NavList:
A Community Devoted to the Preservation and Practice of Celestial Navigation and Other Methods of Traditional Wayfinding
From: Frank Reed
Date: 2020 Dec 28, 09:59 -0800
Rob van Gent, you wrote:
"η Argûs?
This star, now better known as Eta Carinae, indeed has no Hipparcos number but it does have a Tycho number (8626-2809-1) and was particularly bright in the 1840s."
Yes, indeed! Eta Argus or Eta Carinae, which was one of the brightest stars in the sky from 1837 until about 1857.
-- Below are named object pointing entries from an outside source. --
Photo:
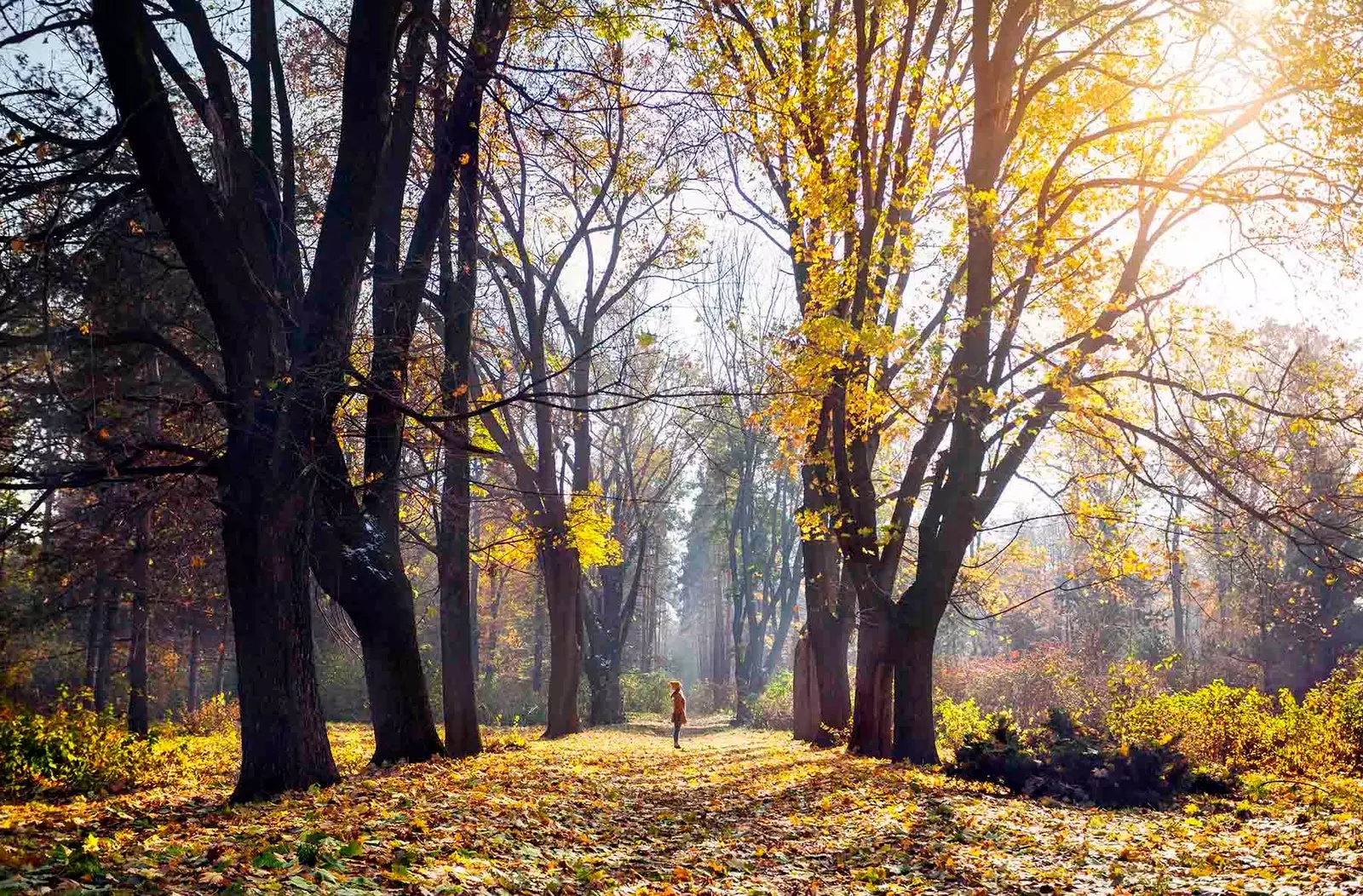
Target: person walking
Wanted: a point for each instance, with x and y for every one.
(678, 712)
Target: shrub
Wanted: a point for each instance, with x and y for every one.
(68, 750)
(1027, 684)
(1217, 725)
(1244, 730)
(708, 698)
(774, 707)
(1072, 761)
(645, 693)
(216, 715)
(958, 721)
(513, 702)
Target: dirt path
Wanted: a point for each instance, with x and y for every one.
(620, 811)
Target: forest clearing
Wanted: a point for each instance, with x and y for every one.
(682, 445)
(619, 811)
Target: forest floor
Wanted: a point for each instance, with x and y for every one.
(620, 811)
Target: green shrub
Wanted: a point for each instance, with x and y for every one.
(68, 750)
(1245, 730)
(1067, 760)
(645, 693)
(1217, 725)
(216, 715)
(774, 707)
(958, 721)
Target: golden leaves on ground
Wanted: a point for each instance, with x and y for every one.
(620, 811)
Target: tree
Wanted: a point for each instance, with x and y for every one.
(926, 383)
(586, 204)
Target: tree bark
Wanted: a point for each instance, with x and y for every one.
(563, 595)
(191, 698)
(831, 611)
(915, 729)
(265, 536)
(284, 372)
(93, 624)
(538, 662)
(806, 702)
(356, 545)
(138, 714)
(458, 597)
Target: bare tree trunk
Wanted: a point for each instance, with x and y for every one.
(1176, 577)
(563, 595)
(138, 721)
(104, 673)
(806, 700)
(93, 634)
(191, 702)
(458, 590)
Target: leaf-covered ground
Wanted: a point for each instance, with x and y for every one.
(620, 811)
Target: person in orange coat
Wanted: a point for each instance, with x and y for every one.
(678, 712)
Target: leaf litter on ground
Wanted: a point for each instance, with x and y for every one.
(620, 811)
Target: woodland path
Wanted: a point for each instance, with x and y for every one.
(622, 811)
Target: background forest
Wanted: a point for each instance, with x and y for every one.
(869, 368)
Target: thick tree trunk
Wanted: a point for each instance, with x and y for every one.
(93, 635)
(191, 698)
(538, 663)
(457, 672)
(806, 700)
(220, 675)
(562, 591)
(361, 568)
(138, 714)
(915, 729)
(872, 709)
(104, 675)
(607, 702)
(829, 604)
(265, 491)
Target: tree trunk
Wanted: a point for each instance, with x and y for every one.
(220, 680)
(191, 700)
(93, 635)
(138, 715)
(360, 566)
(457, 672)
(806, 700)
(872, 711)
(104, 675)
(607, 702)
(831, 612)
(915, 729)
(562, 591)
(538, 663)
(265, 489)
(1176, 577)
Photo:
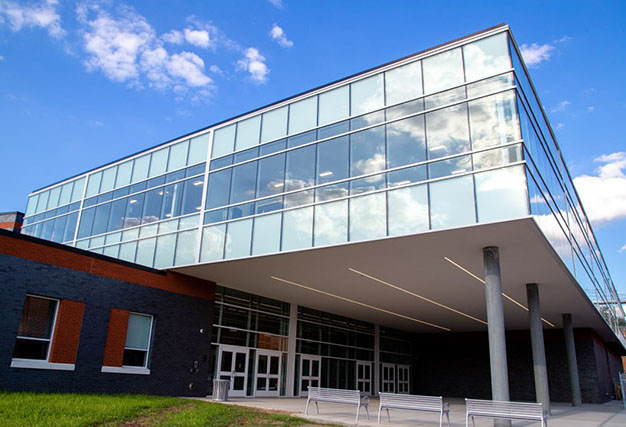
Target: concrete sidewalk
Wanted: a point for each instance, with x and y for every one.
(611, 414)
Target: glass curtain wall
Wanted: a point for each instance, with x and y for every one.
(555, 205)
(429, 144)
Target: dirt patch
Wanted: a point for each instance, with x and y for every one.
(151, 418)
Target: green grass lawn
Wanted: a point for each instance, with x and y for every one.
(43, 409)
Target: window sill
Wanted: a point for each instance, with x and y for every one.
(41, 364)
(125, 370)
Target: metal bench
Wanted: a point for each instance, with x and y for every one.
(414, 403)
(335, 395)
(505, 410)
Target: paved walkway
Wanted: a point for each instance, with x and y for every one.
(611, 414)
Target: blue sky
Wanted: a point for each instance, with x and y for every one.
(83, 83)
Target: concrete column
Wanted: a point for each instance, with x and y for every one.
(538, 347)
(572, 363)
(376, 373)
(495, 328)
(291, 349)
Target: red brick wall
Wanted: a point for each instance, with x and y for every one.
(67, 332)
(116, 338)
(172, 282)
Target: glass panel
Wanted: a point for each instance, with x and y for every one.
(331, 223)
(93, 185)
(368, 217)
(218, 189)
(124, 172)
(66, 194)
(116, 217)
(42, 201)
(213, 243)
(297, 229)
(244, 182)
(37, 318)
(134, 209)
(158, 162)
(53, 200)
(452, 166)
(152, 206)
(274, 124)
(108, 179)
(486, 57)
(300, 168)
(303, 115)
(178, 156)
(406, 142)
(266, 234)
(443, 71)
(403, 83)
(366, 95)
(138, 332)
(223, 141)
(447, 131)
(238, 237)
(248, 132)
(192, 198)
(408, 210)
(145, 252)
(452, 203)
(140, 170)
(77, 191)
(334, 105)
(493, 120)
(198, 148)
(332, 160)
(101, 219)
(501, 194)
(164, 256)
(271, 175)
(186, 247)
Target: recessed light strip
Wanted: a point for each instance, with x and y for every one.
(382, 310)
(503, 294)
(416, 295)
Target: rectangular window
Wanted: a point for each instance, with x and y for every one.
(137, 340)
(34, 334)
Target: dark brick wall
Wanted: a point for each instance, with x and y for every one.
(457, 365)
(176, 340)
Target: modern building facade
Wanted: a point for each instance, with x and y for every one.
(346, 229)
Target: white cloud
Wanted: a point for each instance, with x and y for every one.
(604, 194)
(40, 15)
(173, 37)
(561, 106)
(278, 35)
(126, 49)
(276, 3)
(199, 38)
(254, 63)
(534, 54)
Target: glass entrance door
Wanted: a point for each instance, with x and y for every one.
(310, 372)
(403, 379)
(389, 378)
(232, 365)
(364, 376)
(267, 373)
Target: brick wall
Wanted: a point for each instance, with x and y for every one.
(176, 341)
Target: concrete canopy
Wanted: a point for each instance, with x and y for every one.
(417, 263)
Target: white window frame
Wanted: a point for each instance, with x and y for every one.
(139, 370)
(18, 362)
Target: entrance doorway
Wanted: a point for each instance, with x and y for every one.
(364, 376)
(267, 373)
(310, 372)
(232, 365)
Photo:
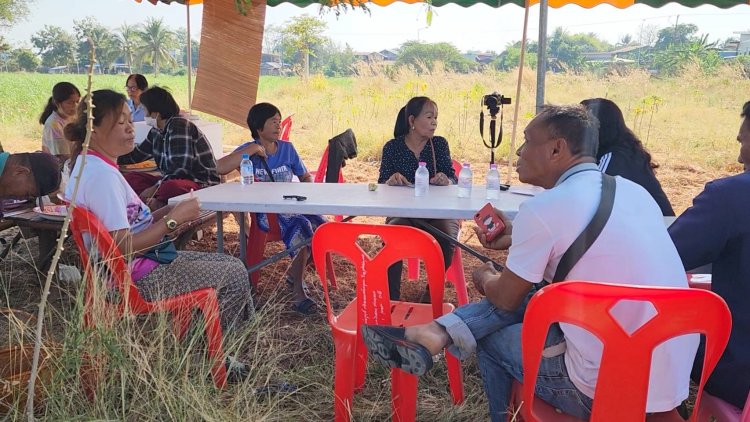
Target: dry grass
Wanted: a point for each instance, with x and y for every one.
(689, 124)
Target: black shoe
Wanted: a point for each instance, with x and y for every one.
(391, 348)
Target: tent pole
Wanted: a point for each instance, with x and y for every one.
(541, 65)
(190, 62)
(512, 150)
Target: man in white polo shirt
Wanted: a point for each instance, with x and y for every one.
(633, 248)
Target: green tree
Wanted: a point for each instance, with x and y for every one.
(156, 43)
(24, 59)
(181, 36)
(679, 34)
(55, 45)
(418, 54)
(511, 57)
(302, 35)
(673, 59)
(128, 43)
(625, 41)
(107, 48)
(13, 11)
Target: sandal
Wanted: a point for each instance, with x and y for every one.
(391, 348)
(290, 283)
(307, 307)
(279, 388)
(237, 371)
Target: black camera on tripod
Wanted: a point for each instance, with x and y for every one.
(494, 101)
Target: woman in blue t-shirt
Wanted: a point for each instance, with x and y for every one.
(269, 154)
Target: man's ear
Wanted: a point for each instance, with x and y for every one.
(21, 171)
(559, 146)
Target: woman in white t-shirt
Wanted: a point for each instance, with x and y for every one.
(60, 107)
(104, 192)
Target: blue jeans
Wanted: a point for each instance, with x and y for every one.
(495, 335)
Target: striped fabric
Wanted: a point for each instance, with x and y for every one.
(604, 162)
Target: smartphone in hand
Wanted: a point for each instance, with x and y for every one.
(489, 222)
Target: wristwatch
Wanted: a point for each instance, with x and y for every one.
(170, 222)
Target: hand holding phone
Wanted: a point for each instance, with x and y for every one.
(489, 222)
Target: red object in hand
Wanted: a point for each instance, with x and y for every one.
(489, 222)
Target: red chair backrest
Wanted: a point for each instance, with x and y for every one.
(84, 221)
(456, 167)
(626, 359)
(400, 242)
(286, 128)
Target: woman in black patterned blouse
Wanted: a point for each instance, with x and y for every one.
(415, 141)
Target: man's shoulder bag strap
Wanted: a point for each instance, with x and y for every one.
(584, 241)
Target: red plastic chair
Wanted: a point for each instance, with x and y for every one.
(455, 273)
(624, 372)
(181, 307)
(286, 128)
(256, 246)
(319, 175)
(373, 306)
(722, 411)
(699, 281)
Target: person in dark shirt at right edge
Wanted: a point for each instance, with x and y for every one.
(716, 231)
(621, 153)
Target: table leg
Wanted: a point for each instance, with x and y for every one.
(220, 231)
(47, 243)
(242, 240)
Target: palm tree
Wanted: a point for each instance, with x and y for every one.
(157, 41)
(127, 41)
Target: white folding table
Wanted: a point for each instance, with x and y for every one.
(345, 199)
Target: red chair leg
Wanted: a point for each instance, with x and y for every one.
(214, 338)
(403, 396)
(181, 322)
(256, 246)
(455, 275)
(331, 274)
(343, 382)
(360, 365)
(455, 378)
(412, 266)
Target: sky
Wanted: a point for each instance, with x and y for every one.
(479, 27)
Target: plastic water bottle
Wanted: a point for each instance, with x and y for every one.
(421, 180)
(464, 181)
(247, 174)
(493, 182)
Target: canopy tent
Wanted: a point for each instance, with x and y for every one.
(214, 52)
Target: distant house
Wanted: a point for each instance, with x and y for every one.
(369, 58)
(268, 57)
(744, 45)
(58, 69)
(389, 55)
(610, 56)
(271, 69)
Even in the early 20th century, the nautical almanacs frequently listed all those stars now split up in Vela, Puppis, and Carina as members of the constellation Argo (or Argo Navis). Eta Argus was around magnitude 7 or 8, useless for navigation, when it was listed in these almanacs. That's navigation nostalgia at work! It's slowly rising in brightness in recent years, and, who knows, maybe it will have another "Great Eruption" or even "go supernova" as often suggested.
Rob, do you have any idea why the genitive Argûs has a circumflex over the "u"? Is (was) this a styling in "Modern Latin", too, or is it just a peculiar quirk in the typography for this defunct constellation? I haven't found any clues.